Submitted to: Conference Research Workers Disease Meeting
Publication Type: Abstract Only
Publication Acceptance Date: 10/30/2007
Publication Date: 12/2/2007
Citation: Ma, W., Lager, K.M., Fleckenstein, E.S., Lekcharoensuk, P., Janke, B.H., Vincent, A.L., Webby, R.J., Richt, J.A. 2007. Viral reassortment and transmission after coinfection of pigs with 2 swine influenza viruses [abstract]. Conference of Research Workers in Animal Diseases Annual Meeting. Paper No. 146. p. 147.

Interpretive Summary:

Technical Abstract: Influenza A viruses of subtypes H3N2, H1N1 and H1N2 are circulating in U.S. swine. Because influenza A virus contains 8 RNA segments, genetic reassortment can take place when 2 or more influenza viruses infect the same cell. We studied the reassortment potential and transmissibility of swine influenza viruses (SIVs) by coinfecting 6 pigs with classical H1N1 IA/30 and triple reassortant H3N2 TX/98 SIVs. On day 3 post infection, 8 contact pigs were introduced to the primary challenge group. On day 7, the first contact group was exposed to a second group of contact pigs. Throughout the experiment, nasal swabs and at necropsy bronchoalveolar lavage fluids (BALFs) were collected. Individual viruses were isolated from swabs and BALFs using plaque assay. RT-PCR was performed to amplify all 8 segments of each virus followed by digestion with selected restriction enzymes.

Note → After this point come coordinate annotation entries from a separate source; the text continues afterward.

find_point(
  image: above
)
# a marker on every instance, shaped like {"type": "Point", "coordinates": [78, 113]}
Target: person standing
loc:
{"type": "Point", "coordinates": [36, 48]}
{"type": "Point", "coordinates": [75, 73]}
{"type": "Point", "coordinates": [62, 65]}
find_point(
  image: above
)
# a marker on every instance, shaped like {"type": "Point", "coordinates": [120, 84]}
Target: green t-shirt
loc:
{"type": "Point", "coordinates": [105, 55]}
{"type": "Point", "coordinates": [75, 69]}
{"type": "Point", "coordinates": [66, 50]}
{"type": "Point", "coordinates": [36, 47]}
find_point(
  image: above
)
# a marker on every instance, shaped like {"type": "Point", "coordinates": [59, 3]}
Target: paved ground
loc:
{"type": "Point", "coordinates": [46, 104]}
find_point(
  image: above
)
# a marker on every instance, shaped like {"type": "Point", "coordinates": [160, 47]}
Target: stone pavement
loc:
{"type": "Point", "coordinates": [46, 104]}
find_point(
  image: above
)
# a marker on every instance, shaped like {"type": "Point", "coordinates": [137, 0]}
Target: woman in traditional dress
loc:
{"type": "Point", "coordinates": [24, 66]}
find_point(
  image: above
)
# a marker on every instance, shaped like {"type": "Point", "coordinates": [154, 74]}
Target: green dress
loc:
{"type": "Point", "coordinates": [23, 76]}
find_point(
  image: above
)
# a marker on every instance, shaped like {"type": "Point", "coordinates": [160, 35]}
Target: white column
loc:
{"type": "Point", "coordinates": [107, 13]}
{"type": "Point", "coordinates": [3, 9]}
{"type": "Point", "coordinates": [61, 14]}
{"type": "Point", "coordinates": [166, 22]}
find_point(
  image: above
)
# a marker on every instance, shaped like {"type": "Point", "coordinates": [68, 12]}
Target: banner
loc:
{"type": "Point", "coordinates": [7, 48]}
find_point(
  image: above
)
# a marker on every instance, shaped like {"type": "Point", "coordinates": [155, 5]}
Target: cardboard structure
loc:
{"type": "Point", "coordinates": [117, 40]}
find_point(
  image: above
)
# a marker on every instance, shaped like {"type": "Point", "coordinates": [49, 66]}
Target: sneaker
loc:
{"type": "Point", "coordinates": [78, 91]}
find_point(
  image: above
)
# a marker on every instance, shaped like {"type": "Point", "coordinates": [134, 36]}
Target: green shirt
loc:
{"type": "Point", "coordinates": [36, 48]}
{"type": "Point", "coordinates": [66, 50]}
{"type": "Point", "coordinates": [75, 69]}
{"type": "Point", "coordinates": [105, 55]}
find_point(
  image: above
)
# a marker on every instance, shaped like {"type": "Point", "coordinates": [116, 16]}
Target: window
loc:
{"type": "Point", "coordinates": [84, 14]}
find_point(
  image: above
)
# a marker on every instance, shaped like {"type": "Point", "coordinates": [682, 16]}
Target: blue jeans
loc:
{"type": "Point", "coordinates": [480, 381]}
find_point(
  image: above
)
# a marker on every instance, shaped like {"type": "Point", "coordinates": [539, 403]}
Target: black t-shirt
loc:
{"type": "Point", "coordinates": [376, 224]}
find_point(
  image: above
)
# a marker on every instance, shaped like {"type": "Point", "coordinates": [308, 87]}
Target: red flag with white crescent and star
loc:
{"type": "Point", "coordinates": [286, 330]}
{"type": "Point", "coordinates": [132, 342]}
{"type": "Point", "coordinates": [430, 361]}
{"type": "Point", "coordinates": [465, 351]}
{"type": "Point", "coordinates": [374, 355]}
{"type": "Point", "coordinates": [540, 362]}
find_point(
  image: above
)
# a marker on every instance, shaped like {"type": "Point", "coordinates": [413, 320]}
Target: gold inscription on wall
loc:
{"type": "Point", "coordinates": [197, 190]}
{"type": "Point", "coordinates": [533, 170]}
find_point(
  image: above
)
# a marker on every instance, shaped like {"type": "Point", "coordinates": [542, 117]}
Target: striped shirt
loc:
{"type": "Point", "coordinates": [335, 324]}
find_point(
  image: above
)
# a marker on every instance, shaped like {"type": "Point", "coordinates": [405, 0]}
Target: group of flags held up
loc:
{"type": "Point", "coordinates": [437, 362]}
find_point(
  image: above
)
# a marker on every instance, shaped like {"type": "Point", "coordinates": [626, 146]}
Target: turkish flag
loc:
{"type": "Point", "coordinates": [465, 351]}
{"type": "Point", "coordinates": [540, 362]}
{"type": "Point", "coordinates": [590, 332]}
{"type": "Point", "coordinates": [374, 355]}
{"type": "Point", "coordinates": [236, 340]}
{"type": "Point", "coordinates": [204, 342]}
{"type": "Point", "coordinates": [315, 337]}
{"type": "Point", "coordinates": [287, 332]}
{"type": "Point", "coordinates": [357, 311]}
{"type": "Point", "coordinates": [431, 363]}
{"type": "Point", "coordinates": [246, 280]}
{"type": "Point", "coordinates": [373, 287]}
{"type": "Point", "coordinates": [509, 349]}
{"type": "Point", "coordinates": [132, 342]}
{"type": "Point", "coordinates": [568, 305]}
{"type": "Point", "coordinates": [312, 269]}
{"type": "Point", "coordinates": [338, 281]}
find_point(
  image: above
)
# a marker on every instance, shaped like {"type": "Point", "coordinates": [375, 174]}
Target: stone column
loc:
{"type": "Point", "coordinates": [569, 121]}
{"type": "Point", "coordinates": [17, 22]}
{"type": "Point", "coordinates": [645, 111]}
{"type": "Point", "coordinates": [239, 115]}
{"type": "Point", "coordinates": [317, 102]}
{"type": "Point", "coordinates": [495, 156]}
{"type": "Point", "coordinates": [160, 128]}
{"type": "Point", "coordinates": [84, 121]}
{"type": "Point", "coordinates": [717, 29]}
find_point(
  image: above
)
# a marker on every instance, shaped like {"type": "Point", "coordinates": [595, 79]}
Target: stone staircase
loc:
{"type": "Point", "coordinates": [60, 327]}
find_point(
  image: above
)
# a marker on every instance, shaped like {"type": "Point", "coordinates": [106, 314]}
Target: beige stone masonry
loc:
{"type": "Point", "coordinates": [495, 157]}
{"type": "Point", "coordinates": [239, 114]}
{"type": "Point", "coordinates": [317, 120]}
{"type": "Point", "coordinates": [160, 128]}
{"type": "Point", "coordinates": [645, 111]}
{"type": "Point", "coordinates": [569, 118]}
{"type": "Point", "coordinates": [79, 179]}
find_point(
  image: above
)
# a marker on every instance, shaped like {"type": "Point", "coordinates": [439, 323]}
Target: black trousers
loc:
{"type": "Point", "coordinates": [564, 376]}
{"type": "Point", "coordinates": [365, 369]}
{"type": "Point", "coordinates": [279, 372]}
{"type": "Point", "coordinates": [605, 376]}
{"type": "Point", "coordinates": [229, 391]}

A unique restriction enzyme site introduced into each segment of the H1N1 IA/30 SIV made it possible to distinguish between the individual gene segments of H1N1 IA/30 and H3N2 TX/98. A total of 180 viruses from nasal swabs and BALFs out of all experimental groups were molecularly characterized. Although a variety of reassortant viruses were found in the lungs of the 6 primary infection pigs, only 1 virus, the original H3N2 TX/98, was transmitted between pigs. These data indicate this virus was more efficient in transmission when compared to the classical H1N1 SIV and the reassortant H1N1, H3N1, H3N2, and H1N2 viruses found in the lungs of the coinfected pigs.